5:00am came far too early for all that evening commotion, so we rolled over and hit snooze. It was closer to 7:30am when I stuck my head out of our tent to take in the view. Mostly I was checking to see if Sandy was anywhere in sight. She wasn’t.
If you haven’t read Part 1 yet, you may want to do that first!
As I reached for fresh clothes in my pack, she came around the corner of the tent from where she had nestled in right by our heads. She executed a beautiful yoga vinyasa of downward dog into sphinx pose and looked at me sheepishly. We were ready to take on Cerro La Campana!
The Llama and I marched up the trail about 100 meters to where we found the lighter sitting with a note “Muchas Gracias and Thank You Very Much.” I could smell campfire smoke lingering in the early morning air. I was relieved that Jesus hadn’t caused a forest fire, but felt a mix of guilt and resignation. We returned to our camp to make coffee and breakfast before hitting the trail.
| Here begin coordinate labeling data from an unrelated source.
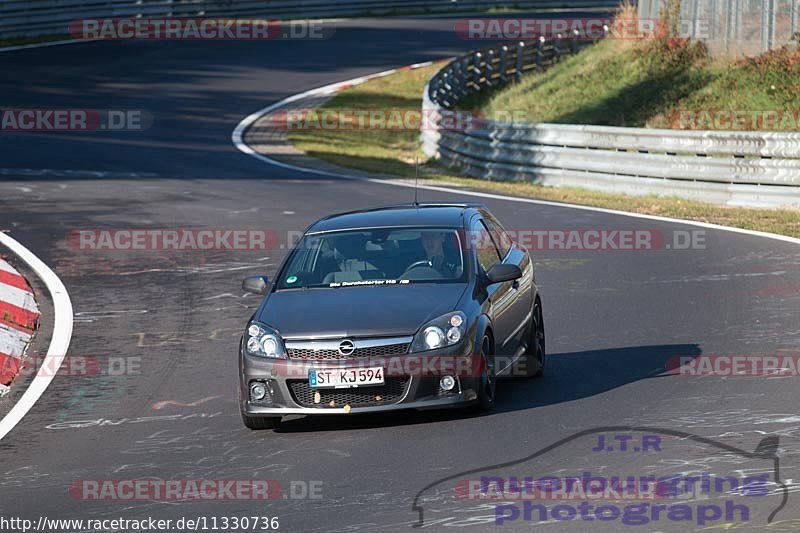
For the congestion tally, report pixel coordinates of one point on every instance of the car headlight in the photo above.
(441, 332)
(262, 341)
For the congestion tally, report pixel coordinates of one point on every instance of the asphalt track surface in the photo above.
(613, 318)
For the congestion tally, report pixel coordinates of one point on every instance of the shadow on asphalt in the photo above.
(568, 377)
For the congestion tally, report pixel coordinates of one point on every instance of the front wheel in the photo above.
(487, 384)
(260, 422)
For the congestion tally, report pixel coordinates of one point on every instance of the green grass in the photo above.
(653, 84)
(394, 152)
The morning light was pale and the valley below was blanketed in clouds. The air was pleasantly warm and the sun had just touched the rock face of the mountain summit. Sandy was excited to be guiding us upwards again. She intuited all the places we would pause to rest along the way, while we peeked into mine-shafts and filtered water where the stream intersected the trail. She’d disappear into the brush and we’d come across her a few minutes later, snoozing at the base of a sign indicating we had reached the next point of interest.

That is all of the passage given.